TensorRT trtexec的用法说明
TensorRT trtexec的用法说明
TensorRT Command-Line Wrapper: trtexec
Description
Included in the samples directory is a command line wrapper tool, called trtexec. trtexec is a tool to quickly utilize TensorRT without having to develop your own application. The trtexec tool has two main purposes:
- It's useful for benchmarking networks on random data.
- It's useful for generating serialized engines from models.
Benchmarking network - If you have a model saved as a UFF file, ONNX file, or if you have a network description in a Caffe prototxt format, you can use the trtexec tool to test the performance of running inference on your network using TensorRT. The trtexec tool has many options for specifying inputs and outputs, iterations for performance timing, precision allowed, and other options.

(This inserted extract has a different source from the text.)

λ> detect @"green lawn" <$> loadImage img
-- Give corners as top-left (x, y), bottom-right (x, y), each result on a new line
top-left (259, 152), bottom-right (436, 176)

Serialized engine generation - If you generate a saved serialized engine file, you can pull it into another application that runs inference. For example, you can use the TensorRT Laboratory to run the engine with multiple execution contexts from multiple threads in a fully pipelined asynchronous way to test parallel inference performance. There are some caveats, for example, if you used a Caffe prototxt file and a model is not supplied, random weights are generated. Also, in INT8 mode, random weights are used, meaning trtexec does not provide calibration capability.
Building trtexec
trtexec can be used to build engines, using different TensorRT features (see command line arguments), and run inference. trtexec also measures and reports execution time and can be used to understand performance and possibly locate bottlenecks.
Compile this sample by running make in the
cd <TensorRT root directory>/samples/trtexec
make
Where
Using trtexec
trtexec can build engines from models in Caffe, UFF, or ONNX format.
Example 1: Simple MNIST model from Caffe
The example below shows how to load a model description and its weights, build the engine that is optimized for batch size 16, and save it to a file.
trtexec --deploy=/path/to/mnist.prototxt --model=/path/to/mnist.caffemodel --output=prob --batch=16 --saveEngine=mnist16.trt
Then, the same engine can be used for benchmarking; the example below shows how to load the engine and run inference on batch 16 inputs (randomly generated).
trtexec --loadEngine=mnist16.trt --batch=16
Example 2: Profiling a custom layer
You can profile a custom layer using the IPluginRegistry for the plugins and trtexec. You’ll need to first register the plugin with IPluginRegistry.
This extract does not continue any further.